The Girl with the Dragon Tattoo (2009)

Oh, Girl with the Dragon Tattoo. You make it so difficult for me to confidently label this post as either favorable or unfavorable.

I loved the lead character named Lisbeth, played by Noomi Rapace. She is a very muscular, highly androgynous, tattooed and pierced young woman who in the first thirty minutes or so of the movie acts out what is (I think) a common retaliatory fantasy against rapists. On top of that, she’s a professional hacker who is fiercely independent, unsentimental, and unemotional, and yet somehow she remains easy to cheer for. And kudos to the filmmakers for making her bisexuality not be a sensationalistic point of interest in the story. It’s just a fact, uncommented upon, plain as day.

I also thoroughly enjoyed the plot, up to a point. With lots of sinister affiliations rolled into one, the whodunit story that brings Lisbeth and a publicly disgraced (but framed) journalist named Mikael Blomkvist together intrigues and entices. Full of brutal details that are kept disturbingly subtle on screen, the 40 year old murder lurches wrenchingly back to life, zombie-like in its horror and its fascination which grips the audience and the characters on screen alike. Extra unsettling moment: when Blomkvist places several old photographs of a missing woman taken in succession together to create a sort of flip-book effect, revealing an important detail about the day she disappeared.

The problem was that while I was wildly enthusiastic about certain aspects of the movie, I became really spitefully resentful toward others. Unfortunately, story-wise, the first two hours were good but the last half hour was just plain dumb.

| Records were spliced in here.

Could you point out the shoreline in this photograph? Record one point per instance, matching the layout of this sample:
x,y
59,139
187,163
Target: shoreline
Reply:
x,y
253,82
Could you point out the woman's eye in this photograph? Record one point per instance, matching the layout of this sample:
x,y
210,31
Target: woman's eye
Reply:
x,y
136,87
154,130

The Girl with the Dragon Tattoo started as a great mystery/thriller, i.e. a well paced, interesting (though not necessarily believable) story with very unique characters one could engage with, but then in the last half hour tragically devolved into a frustratingly neatly wrapped up cliché about familial ties and the virtues of heterosexual monogamy. Even the visual aesthetic switched from the cool (though expected) bluish grayish noir with a punk androgyne kicking ass in the beginning to an obnoxiously sunny-happy aesthetic, complete with tearful reunions, stilted confessions of emotional connections, and our (in my view) now fallen heroine sporting a large blonde wig, a business suit, and heels. What the hell.

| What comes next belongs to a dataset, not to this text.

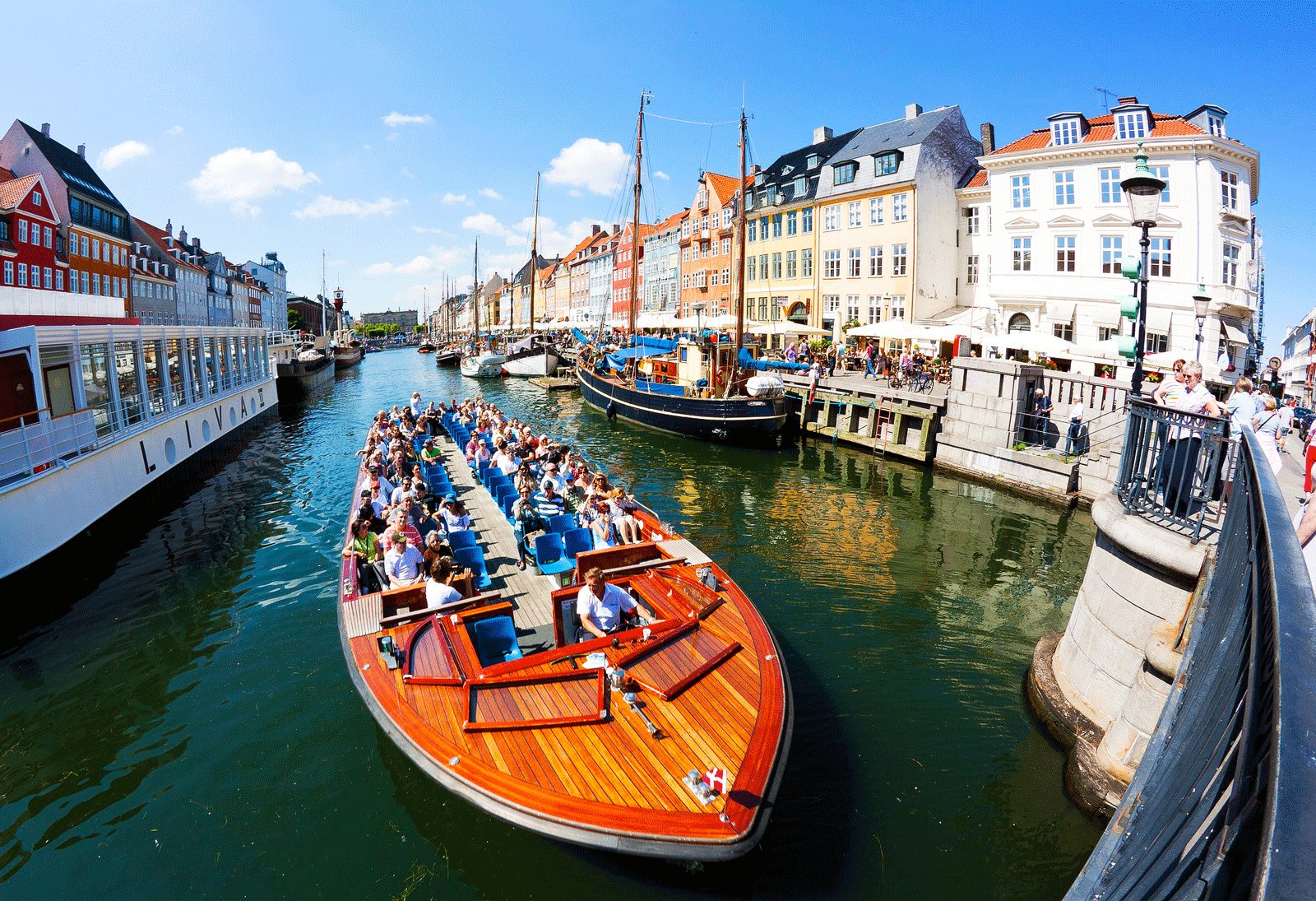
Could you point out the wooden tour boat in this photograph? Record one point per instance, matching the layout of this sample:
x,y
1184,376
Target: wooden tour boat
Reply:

I can’t even really decide whether the first two hours of the movie make it worth it to watch, either, because I just can’t ignore the flaws of the ending. What I wish is that I could re-watch the movie and just stop it around the point where things start to get ridiculous and add my own alternate ending mentally or something.

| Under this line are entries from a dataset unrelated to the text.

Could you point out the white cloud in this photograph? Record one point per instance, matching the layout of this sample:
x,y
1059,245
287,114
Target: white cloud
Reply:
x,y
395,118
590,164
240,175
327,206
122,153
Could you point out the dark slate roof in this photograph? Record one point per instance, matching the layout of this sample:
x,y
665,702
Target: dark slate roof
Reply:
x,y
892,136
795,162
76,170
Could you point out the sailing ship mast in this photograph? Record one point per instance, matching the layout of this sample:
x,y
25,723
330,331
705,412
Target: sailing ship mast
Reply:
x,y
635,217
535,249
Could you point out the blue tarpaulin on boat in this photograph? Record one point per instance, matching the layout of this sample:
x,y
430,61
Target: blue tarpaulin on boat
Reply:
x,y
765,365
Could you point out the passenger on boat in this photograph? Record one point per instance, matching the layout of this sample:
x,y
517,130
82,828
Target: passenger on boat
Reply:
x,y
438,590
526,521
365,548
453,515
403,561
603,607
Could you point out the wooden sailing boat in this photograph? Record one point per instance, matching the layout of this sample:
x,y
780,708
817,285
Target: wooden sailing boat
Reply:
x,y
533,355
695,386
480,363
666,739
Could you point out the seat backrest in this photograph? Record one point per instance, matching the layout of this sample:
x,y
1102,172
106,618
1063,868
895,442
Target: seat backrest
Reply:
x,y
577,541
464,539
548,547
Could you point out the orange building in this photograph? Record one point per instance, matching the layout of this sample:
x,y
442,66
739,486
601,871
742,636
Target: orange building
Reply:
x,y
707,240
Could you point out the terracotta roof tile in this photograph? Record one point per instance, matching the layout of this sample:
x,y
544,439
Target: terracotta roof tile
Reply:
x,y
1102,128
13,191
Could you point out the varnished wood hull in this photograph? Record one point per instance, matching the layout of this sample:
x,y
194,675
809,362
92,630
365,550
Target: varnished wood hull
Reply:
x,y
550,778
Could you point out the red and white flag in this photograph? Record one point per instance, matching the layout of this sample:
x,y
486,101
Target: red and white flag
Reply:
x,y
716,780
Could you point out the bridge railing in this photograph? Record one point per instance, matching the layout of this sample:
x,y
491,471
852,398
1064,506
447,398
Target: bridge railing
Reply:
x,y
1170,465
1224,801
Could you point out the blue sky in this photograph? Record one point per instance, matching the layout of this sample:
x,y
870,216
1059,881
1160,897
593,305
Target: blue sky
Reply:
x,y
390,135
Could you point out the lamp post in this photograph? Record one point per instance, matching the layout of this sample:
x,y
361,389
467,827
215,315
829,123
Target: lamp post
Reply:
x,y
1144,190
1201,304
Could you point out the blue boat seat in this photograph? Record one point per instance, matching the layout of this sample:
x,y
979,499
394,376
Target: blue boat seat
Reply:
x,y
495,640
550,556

Anyway… the only way you’ll find out whether or not it’s worth it is to watch it yourself, which I suppose I can grudgingly recommend, if only for the majority of the movie and not the whole.

1 comment:

  1. A decent adaptation of a decent novel. The only thing that's especially intriguing about the book is the amazing character Stieg Larsson created in Lisbeth Salander. What she is doing in a story about financial corruption that devolves into a murder mystery is beyond me. The movie took out the financial corruption to focus in on the murder mystery--probably a smart move, but I don't really care. What I do care about is Noomi Rapace, who brought a whole new level of brilliance to an already bad-ass Salander. She rocks my socks.